Last year he gave us Worldwide; this year it’s Everything [We] Wanted.
Jay Park has dropped an almost entirely English-language album and we are grateful! Don’t be daunted by the length of this album; with the exception of Sex Trip, it includes just every R&B track that the singer/rapper has put out in one form or another in the last year as well as a bunch of new ones.
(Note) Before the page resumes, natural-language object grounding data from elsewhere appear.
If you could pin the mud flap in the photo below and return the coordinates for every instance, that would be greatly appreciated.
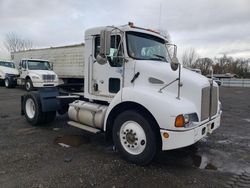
(48, 100)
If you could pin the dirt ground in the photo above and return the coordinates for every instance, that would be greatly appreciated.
(31, 156)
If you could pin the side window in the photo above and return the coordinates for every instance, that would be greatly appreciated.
(114, 57)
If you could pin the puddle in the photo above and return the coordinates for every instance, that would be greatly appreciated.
(71, 140)
(202, 162)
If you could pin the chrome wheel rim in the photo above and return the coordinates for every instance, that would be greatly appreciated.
(30, 108)
(133, 137)
(27, 86)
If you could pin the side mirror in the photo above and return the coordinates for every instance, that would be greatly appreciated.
(174, 60)
(105, 39)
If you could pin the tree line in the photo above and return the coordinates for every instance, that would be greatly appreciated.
(221, 65)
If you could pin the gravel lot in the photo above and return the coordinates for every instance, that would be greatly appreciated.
(31, 156)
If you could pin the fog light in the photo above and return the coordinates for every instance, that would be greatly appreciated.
(165, 135)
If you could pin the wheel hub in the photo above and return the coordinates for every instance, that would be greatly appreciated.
(30, 108)
(133, 137)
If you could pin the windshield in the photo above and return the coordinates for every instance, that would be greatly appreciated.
(39, 65)
(7, 64)
(146, 47)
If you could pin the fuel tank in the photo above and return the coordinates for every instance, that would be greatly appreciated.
(87, 113)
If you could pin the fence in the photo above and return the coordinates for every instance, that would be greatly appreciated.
(235, 82)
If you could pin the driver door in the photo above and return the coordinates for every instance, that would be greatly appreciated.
(23, 69)
(107, 78)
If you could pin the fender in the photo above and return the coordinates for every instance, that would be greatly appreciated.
(48, 98)
(163, 106)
This album is nearly as feature-heavy as Worldwide but Jay Park has complete control of these tracks in a way that he didn’t on that album. Sure he was the focal point on every song there, but he truly does overshadow almost everyone here with his presence and performance. Some of that might have to do with him being more in his element due to the fact that most of the album is in his native language, but there are fewer features per song as well so he gets more time to do his thing. Only Cha Cha Malone manages to steal the spotlight on Feature and that’s because we didn’t know he could sing.
Everything we’ve ever said about Jay Park still applies here; this is a guilty pleasure album. His vocals are just fine and he brings the energy to the tracks in a way that few others could. The beats are different from track to track, but not so different that there is a whiplash effect and they have a personality all their own. The lyrics here are a little better than expected when it comes to metaphor and just the general way things are said but, again, that likely due to the language of most of the tracks.
Anyone who is a fan of the Park will not be disappointed and those who were introduced to him through and liked Worldwide will probably also like this side of him.
It’s hard to pick favorites out this set due to the guilty pleasure aspect of almost every track but we will pull out Feature, Solo, Alone Tonight, 2nd Thots, and Turn Off Your Phone (Remix). The most skippable track is Stay With Me because it’s an outlier on terms of style and flow of the album.